Grids Ontology Improvement #827

hepengfe · 2022-06-07T01:28:24Z

This PR fixes #817.

Description of changes

change Grids -> Grid and move it to core.py as a data structure rather than an ontology
- dealing edge cases of residual grid cells(last grid cells per row/column). We use the image size as upper bound for these grid cells so they might be smaller than regular grid cells.
improve grid initialization in BoundingBox
add more properties and functions in Box based on three use cases.
- A standalone box (not associated with grid)
- Ground truth bounding box. (known absolute position and shape)
- Predicted bounding box. (associated with a grid cell and known height/width offsets)
add complete docstring with use cases in Box
Box condition attributes
- self._is_grid_associated
- self._is_box_center_set()

Possible influences of this PR.

Describe what are the possible side-effects of the code change.

Test Conducted

Describe what test cases are included for the PR.

…x the initialization parameter requirement)

…o grid_improve

hepengfe · 2022-06-07T23:41:36Z

The implementation design considerations is:

Regular shape CV objects should have a reference point.
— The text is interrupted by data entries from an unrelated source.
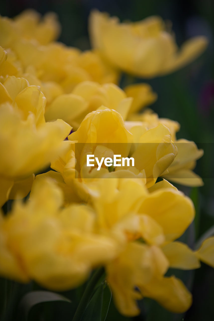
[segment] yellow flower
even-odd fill
[[[56,40],[60,31],[57,15],[53,12],[46,14],[42,19],[38,12],[29,9],[17,16],[14,21],[22,37],[36,39],[41,45]]]
[[[167,179],[187,186],[201,186],[202,179],[193,171],[196,160],[203,155],[203,151],[198,149],[194,142],[179,139],[175,143],[178,154],[168,169],[168,174],[164,177]]]
[[[50,13],[40,19],[40,14],[32,10],[23,12],[13,20],[0,17],[1,45],[11,47],[22,39],[36,40],[41,45],[56,40],[60,31],[56,15]]]
[[[145,170],[147,186],[150,187],[167,169],[177,151],[172,143],[169,130],[162,124],[148,130],[143,129],[144,132],[140,131],[138,140],[134,141],[134,150],[131,155],[136,168],[140,171]]]
[[[159,118],[152,111],[146,110],[140,114],[133,114],[125,122],[126,127],[133,135],[133,141],[139,141],[139,137],[148,129],[157,127],[160,124],[164,125],[170,131],[172,140],[177,148],[178,153],[163,176],[167,179],[182,185],[201,186],[203,183],[201,178],[194,173],[196,161],[203,154],[193,142],[176,138],[176,133],[180,128],[177,122],[164,118]]]
[[[183,67],[203,52],[207,44],[205,37],[195,37],[179,51],[173,34],[158,17],[120,23],[115,17],[94,11],[89,28],[94,48],[113,65],[141,77],[164,74]]]
[[[5,68],[5,64],[7,58],[7,52],[3,48],[0,47],[0,75],[2,74],[3,71]]]
[[[0,105],[2,205],[14,195],[16,187],[20,196],[28,194],[32,183],[29,177],[56,158],[63,151],[62,141],[70,130],[69,125],[61,120],[45,123],[37,128],[34,115],[29,113],[25,119],[22,111],[13,108],[8,102]],[[21,189],[22,181],[25,186]]]
[[[37,125],[45,122],[46,99],[39,87],[29,86],[24,78],[9,76],[3,83],[0,83],[0,104],[11,103],[21,113],[23,119],[26,119],[29,114],[33,114]]]
[[[105,146],[111,155],[113,152],[114,154],[127,156],[132,135],[126,129],[120,114],[113,109],[106,109],[88,114],[76,131],[71,134],[68,138],[69,140],[82,143],[75,148],[76,169],[80,172],[86,163],[86,154],[93,154],[100,145]]]
[[[113,83],[100,85],[86,81],[75,87],[71,93],[58,96],[47,109],[47,121],[63,119],[75,130],[79,127],[89,113],[99,109],[102,105],[106,109],[113,109],[125,119],[132,102],[119,87]]]
[[[92,269],[115,256],[113,240],[94,233],[90,209],[61,209],[62,200],[51,180],[38,180],[30,200],[16,203],[9,215],[1,217],[2,275],[64,290],[82,283]]]
[[[135,84],[126,86],[124,89],[128,97],[133,101],[129,111],[128,116],[139,111],[140,109],[154,102],[157,99],[156,94],[147,83]]]
[[[201,261],[214,268],[214,237],[204,241],[196,253]]]

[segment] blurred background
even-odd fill
[[[12,17],[28,8],[43,14],[52,11],[58,15],[62,30],[59,40],[83,50],[90,48],[87,30],[90,11],[96,8],[116,15],[121,20],[136,21],[158,15],[172,23],[177,44],[194,36],[203,35],[209,40],[206,52],[196,60],[169,75],[146,82],[157,93],[158,99],[151,107],[160,117],[168,118],[181,125],[178,138],[193,140],[203,148],[204,155],[198,161],[196,172],[204,186],[185,188],[178,186],[191,197],[196,217],[182,237],[192,248],[205,233],[214,234],[214,1],[213,0],[1,0],[0,13]],[[159,321],[213,321],[214,320],[214,269],[202,264],[195,272],[170,270],[169,275],[181,278],[193,294],[193,304],[183,315],[165,311],[152,300],[139,302],[142,313],[134,318],[125,318],[117,311],[112,300],[106,319],[110,320]],[[35,286],[36,288],[39,288]],[[83,286],[83,289],[84,288]],[[64,293],[78,302],[81,289]],[[73,311],[64,303],[50,303],[46,308],[47,318],[40,319],[42,305],[32,309],[32,320],[68,320]],[[36,310],[36,309],[37,309]],[[48,312],[47,312],[47,311]],[[19,319],[18,319],[19,320]]]

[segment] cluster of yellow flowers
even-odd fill
[[[117,84],[121,71],[174,70],[206,40],[191,39],[178,52],[156,17],[120,24],[94,12],[90,28],[95,48],[82,52],[55,41],[53,14],[0,17],[1,205],[16,199],[0,217],[0,273],[64,290],[103,266],[121,313],[137,314],[144,297],[181,312],[191,294],[165,275],[169,267],[198,268],[200,260],[214,267],[214,238],[196,251],[176,240],[194,210],[166,179],[202,185],[192,170],[203,151],[176,139],[177,122],[139,113],[156,99],[149,85]],[[131,155],[135,166],[98,171],[86,166],[88,154]],[[50,163],[54,170],[34,179]]]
In our case, Box is an example and BoundingBox is even more special that its reference point needs to be center of grid cell.
Due to the limitation of ontology object __init__, we can not let Grid be the parameter to initialize BoundingBox and associate BoundingBox and Grid.
Based on the considerations above, I initialize both BoundingBox center and Box center (reference point) as the image center and record whether it's a default box center and whether it's associated with a grid. And it will give corresponding Warning/ValueError appropriately.
I provide methods to set box center(reference point) based on user input point location (cy, cx) or Grid.

Several questions about the design:
I think Grid should be a class that is somehow independent from DataPack and specific image payload. As I think Grid is a just an interface that able to provides grid cell location given an image shape. As images in a dataset is basically the same, we might shouldn't create a Grid for every image. But it seems like Grid is bound to DataPack and DataPack contains few images. If we store grid inside DataPack, we might have to duplicate grid for each image.

codecov · 2022-06-07T23:55:38Z

Codecov Report

Merging #827 (d48b693) into master (8e03abe) will increase coverage by 0.05%.
The diff coverage is 80.87%.

@@            Coverage Diff             @@
##           master     #827      +/-   ##
==========================================
+ Coverage   80.75%   80.81%   +0.05%     
==========================================
  Files         254      254              
  Lines       19364    19574     +210     
==========================================
+ Hits        15637    15818     +181     
- Misses       3727     3756      +29

Impacted Files	Coverage Δ
forte/data/data_store.py	`93.17% <ø> (ø)`
forte/data/entry_converter.py	`82.89% <ø> (-0.44%)`	⬇️
forte/data/ontology/top.py	`76.45% <68.96%> (+0.70%)`	⬆️
forte/data/ontology/core.py	`76.13% <72.09%> (-0.79%)`	⬇️
forte/data/data_pack.py	`85.49% <100.00%> (-0.03%)`	⬇️
tests/forte/grids_test.py	`100.00% <100.00%> (ø)`
tests/forte/image_annotation_test.py	`100.00% <100.00%> (ø)`

Continue to review full report at Codecov.

Legend - Click here to learn more
Δ = absolute <relative> (impact), ø = not affected, ? = missing data
Powered by Codecov. Last update 8e03abe...d48b693. Read the comment docs.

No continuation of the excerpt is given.